Bref, l’école reprend.

Je suis nerveux comme un jour de rentrée lorsque c’est moi qui enseignais. Il y a plein de choses à préparer, plein de routines à remettre en place.

Mon fils a bien compris ce qu’il se passait : ce matin, dès le saut du lit, il me parle en hébreu, chose qu’il faisait rarement ces derniers temps.

On prépare tout ce qu’il faut préparer : le bento (même si en hébreu ce n’est pas le mot que les gens utilisent, c’est celui qui est entré dans la parlure de notre foyer), la bouteille d’eau et les vêtements de rechange. Le sac à dos est lourd, mais il a des roulettes. Un souvenir ramené de France et offert par ses grands-parents.

A sept heure et quart, on sort de la maison. L’air est frais, mais on sent que ça n’est que temporaire. Il fait 17°C, et ça va monter rapidement dans les heures qui viennent.

On loupe le bus de peu ; il faut attendre le suivant, qui n’arrive que dans vingt minutes. Puis quinze minutes de transport, alors que tout ça serait réglé en cinq minutes de voiture. Les circonstances sont particulières, et les transports scolaires sont suspendus pour le moment. Je ne serais pas tranquille de toute façon. Je préfère amener mon fils moi-même pour pouvoir m’en occuper en cas d’alerte.

Parce que c’est bien sûr ce qu’on a en tête en permanence. Pendant les quarante-cinq minutes pendant lesquelles on va être dehors, que faire si ça se met à sonner et qu’il faut aller aux abris ? Je n’ai encore jamais connu la situation en étant dans un bus.

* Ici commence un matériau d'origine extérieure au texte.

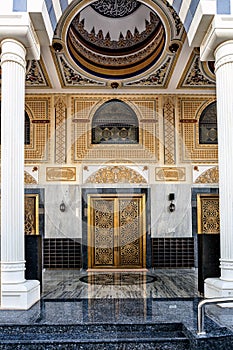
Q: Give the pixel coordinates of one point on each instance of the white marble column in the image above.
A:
(224, 89)
(16, 292)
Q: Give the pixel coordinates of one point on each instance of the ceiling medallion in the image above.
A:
(115, 8)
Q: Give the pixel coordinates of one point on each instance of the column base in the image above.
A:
(217, 288)
(20, 296)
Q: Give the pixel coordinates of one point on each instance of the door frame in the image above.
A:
(116, 235)
(112, 191)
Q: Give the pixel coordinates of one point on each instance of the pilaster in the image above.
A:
(224, 86)
(16, 292)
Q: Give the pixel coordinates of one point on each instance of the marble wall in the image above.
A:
(163, 222)
(68, 224)
(65, 224)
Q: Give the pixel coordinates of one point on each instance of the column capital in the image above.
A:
(220, 31)
(13, 50)
(18, 26)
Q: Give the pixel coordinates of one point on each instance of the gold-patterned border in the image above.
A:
(39, 111)
(170, 174)
(31, 214)
(190, 109)
(208, 221)
(60, 174)
(146, 109)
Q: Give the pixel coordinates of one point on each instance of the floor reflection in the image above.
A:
(155, 284)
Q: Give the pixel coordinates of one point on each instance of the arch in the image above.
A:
(115, 122)
(27, 129)
(66, 7)
(208, 131)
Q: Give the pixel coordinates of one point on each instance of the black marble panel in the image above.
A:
(62, 253)
(173, 252)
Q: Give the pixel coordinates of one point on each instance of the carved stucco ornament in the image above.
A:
(116, 174)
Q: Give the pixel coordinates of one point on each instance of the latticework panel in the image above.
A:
(40, 111)
(60, 131)
(129, 228)
(83, 149)
(190, 109)
(208, 214)
(104, 232)
(147, 108)
(169, 132)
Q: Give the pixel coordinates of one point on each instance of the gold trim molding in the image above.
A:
(210, 176)
(170, 174)
(61, 174)
(116, 174)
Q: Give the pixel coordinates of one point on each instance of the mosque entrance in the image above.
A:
(116, 231)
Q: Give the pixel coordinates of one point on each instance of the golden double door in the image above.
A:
(116, 231)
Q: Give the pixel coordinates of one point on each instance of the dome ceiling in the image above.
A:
(116, 39)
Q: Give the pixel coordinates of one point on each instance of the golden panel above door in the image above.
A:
(116, 231)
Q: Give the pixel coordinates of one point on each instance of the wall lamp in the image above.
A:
(171, 198)
(62, 207)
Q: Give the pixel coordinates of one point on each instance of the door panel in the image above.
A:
(116, 231)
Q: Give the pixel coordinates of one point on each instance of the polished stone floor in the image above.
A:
(71, 297)
(107, 285)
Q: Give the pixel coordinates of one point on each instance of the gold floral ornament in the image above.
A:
(116, 174)
(209, 176)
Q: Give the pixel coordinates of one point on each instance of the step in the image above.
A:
(92, 336)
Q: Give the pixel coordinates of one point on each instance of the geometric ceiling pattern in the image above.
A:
(120, 44)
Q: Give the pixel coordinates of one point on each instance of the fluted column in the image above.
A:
(224, 80)
(16, 293)
(224, 89)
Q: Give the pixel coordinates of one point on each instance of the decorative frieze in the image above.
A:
(116, 174)
(170, 174)
(61, 174)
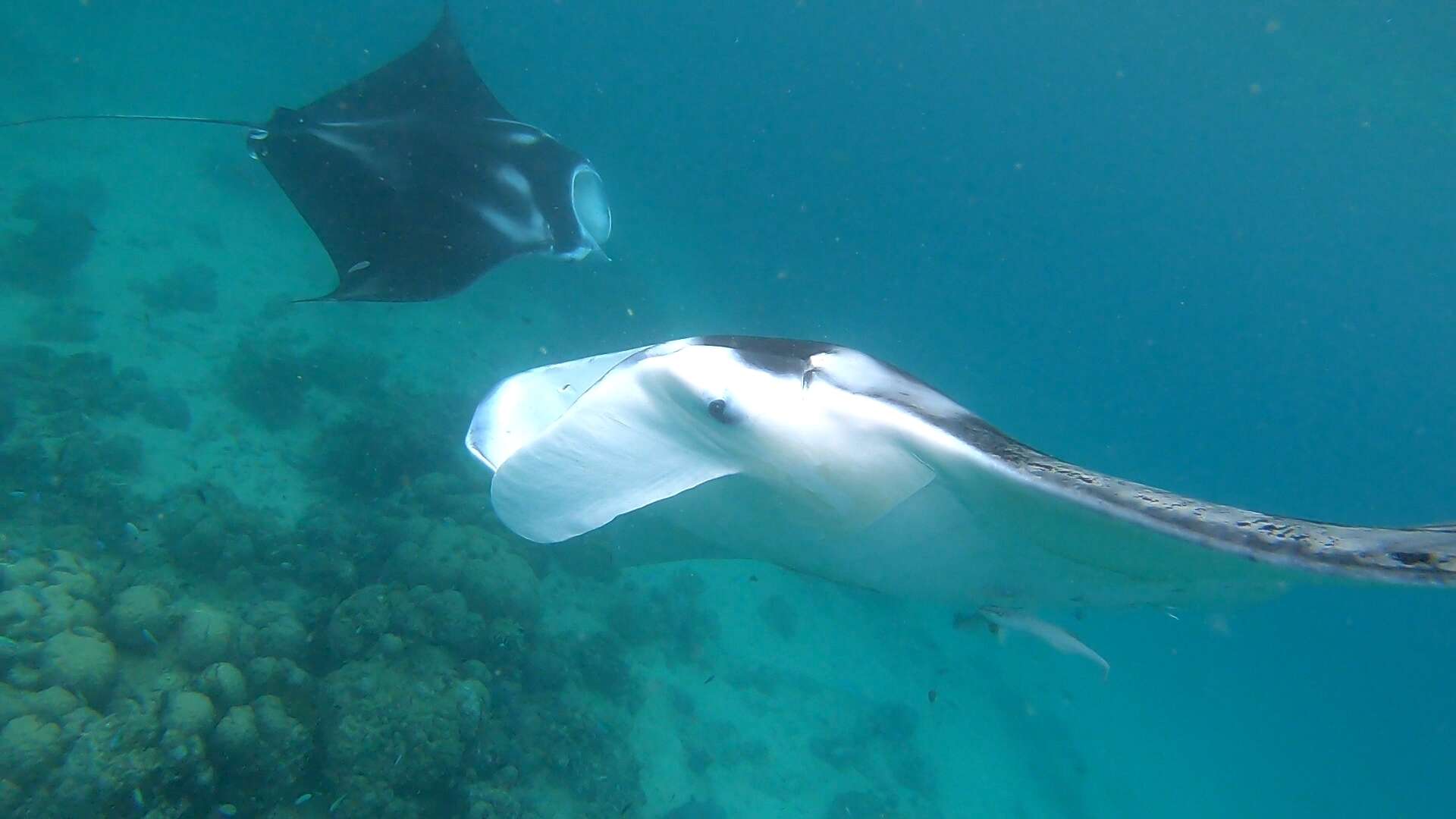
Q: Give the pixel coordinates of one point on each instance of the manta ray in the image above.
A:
(417, 180)
(826, 461)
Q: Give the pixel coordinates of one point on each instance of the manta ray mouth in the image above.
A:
(588, 202)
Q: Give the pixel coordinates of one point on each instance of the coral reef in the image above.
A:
(215, 656)
(46, 259)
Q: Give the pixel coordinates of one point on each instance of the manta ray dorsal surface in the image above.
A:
(827, 461)
(417, 181)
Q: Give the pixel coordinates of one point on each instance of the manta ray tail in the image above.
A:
(147, 117)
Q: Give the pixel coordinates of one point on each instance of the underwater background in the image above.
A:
(249, 569)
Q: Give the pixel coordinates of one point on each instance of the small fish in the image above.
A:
(1052, 634)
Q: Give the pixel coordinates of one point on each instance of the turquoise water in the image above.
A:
(1209, 249)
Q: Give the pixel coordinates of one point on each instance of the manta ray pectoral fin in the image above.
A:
(615, 450)
(1049, 632)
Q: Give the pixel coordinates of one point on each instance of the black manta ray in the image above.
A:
(417, 180)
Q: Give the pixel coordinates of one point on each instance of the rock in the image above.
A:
(190, 711)
(280, 634)
(237, 735)
(206, 637)
(53, 703)
(19, 610)
(134, 614)
(224, 684)
(80, 664)
(28, 748)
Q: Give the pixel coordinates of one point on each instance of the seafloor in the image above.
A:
(248, 567)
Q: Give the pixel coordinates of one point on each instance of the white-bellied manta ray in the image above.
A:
(826, 461)
(417, 180)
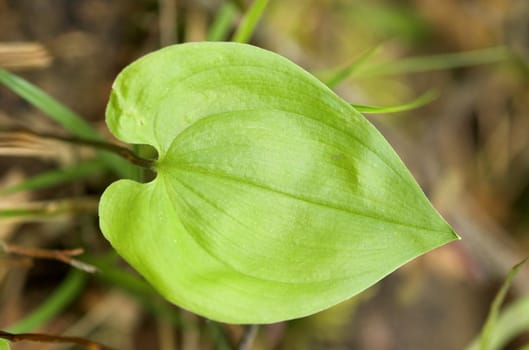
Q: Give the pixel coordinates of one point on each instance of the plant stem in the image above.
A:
(248, 337)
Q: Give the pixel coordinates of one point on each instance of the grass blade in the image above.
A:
(55, 177)
(249, 21)
(500, 328)
(222, 23)
(437, 62)
(64, 295)
(420, 101)
(346, 72)
(57, 111)
(67, 118)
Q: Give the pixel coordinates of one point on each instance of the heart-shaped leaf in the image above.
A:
(274, 198)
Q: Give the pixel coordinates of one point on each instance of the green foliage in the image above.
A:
(501, 326)
(67, 118)
(274, 198)
(55, 177)
(61, 297)
(249, 21)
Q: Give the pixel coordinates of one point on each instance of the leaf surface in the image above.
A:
(274, 198)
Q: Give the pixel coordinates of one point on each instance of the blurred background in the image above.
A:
(469, 150)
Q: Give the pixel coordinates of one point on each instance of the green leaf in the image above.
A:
(274, 198)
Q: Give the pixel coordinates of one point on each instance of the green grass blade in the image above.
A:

J’essaye de rationaliser en me disant que les sirènes ne sonnent jamais le matin. Et que s’il y a une sirène, le bus va s’arrêter et qu’il suffira d’aller se mettre à l’abris des bâtiments qui longent la rue.

Ça, c’est la théorie. Mais comme le dit le grand philosophe Homer Simpson : « je suis d’accord avec toi en théorie. En théorie, le communisme ça marche. En théorie. » Dans la réalité – je préfère ne pas penser à cette réalité.

Le plan restera simple : je prends le bus, j’amène mon fils, je reprends le bus dans l’autre sens et je rentre à la maison. Etape par étape, une chose après l’autre, et on ne pense qu’à ce qu’on fait au moment où on le fait.

Arrivé sur place, mon fils voit un de ses copains qui arrive depuis la direction opposée. Les deux sont ravis de se retrouver. Ils courent jusqu’à la porte, ils frappent ensemble. L’une des assistantes maternelles nous ouvre. On discute un peu, et je demande (négligemment) « et donc il y a un mamad ? Ou un miklat ? »

Elle dit oui, oui, venez voir.

L’abris anti-bombes est situé entre les deux classes qui constituent l’école. Une porte de chaque côté, pas de fenêtre. C’est là que les enfants accrochent leur manteau et posent leur sac. Comme l’a fait remarquer mon épouse, s’il y a une alerte, ils auront quelque chose de familier avec eux.

Tous les enfants sont en train de jouer dans la classe comme si de rien n’était. Je m’éclipse sans rien dire.

Le retour est rapide et je me remets à mon activité favorite du moment : le déménagement. Sac par sac, carton par carton. Je ne sais pas quand j’en verrai le bout, mais qu’importe. Chaque petite cuillère que j’ai enlevée du premier appartement pour la mettre dans le second est une petite cuillère en moins.

Je fais un aller-retour et je passe le relais à mon épouse, qui veut aller ranger un peu ce qu’on a déjà amené.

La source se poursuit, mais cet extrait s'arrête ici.